While we wait for a native integration of custom objects in Action Builder and Webhooks, for now we can leverage the new incremental export to simulate a similar firehose of realtime data by allowing you to see all records that changes since a specific moment. (It supports both time and cursor based pagination)
//[GET] api/v2/incremental/custom_objects/car/cursor?start_time=1762156828
{
"custom_object_records": [
{
"url": "<https://internalnote.zendesk.com/api/v2/custom_objects/car/records/01K8NFQVG84AFWNKRTQ0XW0YRE.json>",
"id": "01K8NFQVG84AFWNKRTQ0XW0YRE",
"name": "BMW Z8",
"custom_object_key": "car",
"custom_object_fields": {
"assigned_agent": null,
"available_for_assignment": false,
"brand": "01K8NFJ8NFK9H9BXHY95MMQ368",
"color": "silver",
"description": "Sleek, sophisticated, and short-lived. The Z8’s surface-to-air missiles made it lethal; the giant saw-blade helicopter made it brief.
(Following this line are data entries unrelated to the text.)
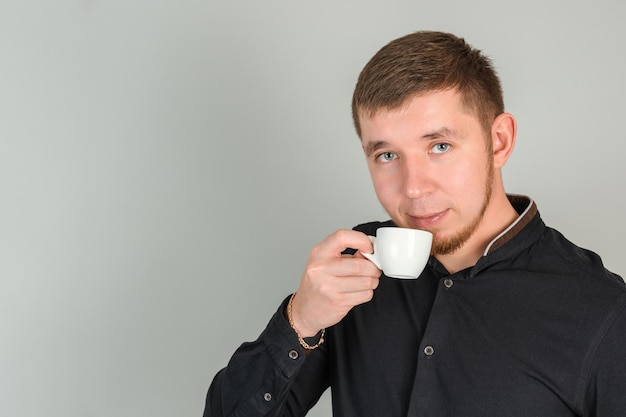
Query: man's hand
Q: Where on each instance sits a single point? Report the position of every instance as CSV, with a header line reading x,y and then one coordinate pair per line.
x,y
334,283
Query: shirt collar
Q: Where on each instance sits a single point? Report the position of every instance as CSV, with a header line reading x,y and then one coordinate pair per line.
x,y
527,209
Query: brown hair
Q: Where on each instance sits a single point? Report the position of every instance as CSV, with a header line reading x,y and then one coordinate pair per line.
x,y
423,62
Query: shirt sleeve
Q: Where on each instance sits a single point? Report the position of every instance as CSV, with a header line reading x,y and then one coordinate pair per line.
x,y
606,391
271,376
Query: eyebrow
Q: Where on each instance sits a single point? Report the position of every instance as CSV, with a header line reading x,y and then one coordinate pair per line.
x,y
437,134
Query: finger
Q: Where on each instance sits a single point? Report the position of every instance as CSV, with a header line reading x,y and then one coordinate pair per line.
x,y
342,239
352,266
346,285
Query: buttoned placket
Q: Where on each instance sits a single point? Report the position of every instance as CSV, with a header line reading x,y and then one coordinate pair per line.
x,y
432,345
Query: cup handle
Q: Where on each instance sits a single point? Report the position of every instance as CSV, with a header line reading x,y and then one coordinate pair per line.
x,y
372,256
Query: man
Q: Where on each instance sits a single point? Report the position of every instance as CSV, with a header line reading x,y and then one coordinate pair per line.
x,y
507,319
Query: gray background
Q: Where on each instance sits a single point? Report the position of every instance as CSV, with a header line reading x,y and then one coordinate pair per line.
x,y
166,166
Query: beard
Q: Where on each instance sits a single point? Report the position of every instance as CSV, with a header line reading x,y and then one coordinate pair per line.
x,y
443,245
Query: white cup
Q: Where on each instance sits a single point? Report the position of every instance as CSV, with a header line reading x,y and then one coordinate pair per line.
x,y
400,252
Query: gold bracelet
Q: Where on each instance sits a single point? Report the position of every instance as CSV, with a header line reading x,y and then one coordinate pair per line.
x,y
303,343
Q was reportedly “not amused”.",
"fate": "destroyed",
"fate_description": "Sawn in half by a helicopter’s circular saw",
"movie": "01K8NFWYNKS3WNYXECHZV5VM6E",
"support_article": null
},
"created_by_user_id": "30365366426642",
"updated_by_user_id": "30365366426642",
"created_at": "2025-10-28T13:22:24Z",
"updated_at": "2025-11-03T08:16:48Z",
"external_id": "007-6"
}
],
"after_cursor": "MTc2MjE1ODU3Ni4wfHwwMUs4TkZRVks3SkNXMlRZTURYNkhQUkhBWnw=",
"before_cursor": null,
}
What’s next
So, that’s an overview of everything that’s new in Custom Objects this fall.
These new releases do fill some gaps I see in the product, while other releases create entire new opportunities.
I especially like the new focus on filtering and role permissions. As the data sets you can store in Zendesk grow and the data integrates deeper with processes, making sure your data is secure is key.
And while Custom Object matures, there are some key elements I still would love to see in the product. More complex relationships with many:many support is one of these. And better support for second hops and linked records in things like placeholders, filters and triggers is another one.
Thirdly, I’d love to see some finishing touches on the existing feature set. Support for support articles from multiple brands. A way to expose attachments and record fields to end-users on the Help Center without resorting to API calls.

And to wrap it up, I’d love to see native support for custom objects in AI Agent procedures and Action Builder. On the AI Agents side it would be nice to see them available as data sources for carousels with built in support for segments and user authentication. And on the Action Builder side having them available as both triggers and steps in flows would make it easier to have to integrate and pass data to external teams, as well as update records based on actions done on tickets or users.
But don’t get me wrong, even though I’ll always have a wishlist for cool new features, Custom Objects is powerful and a core part of any mature Zendesk environment.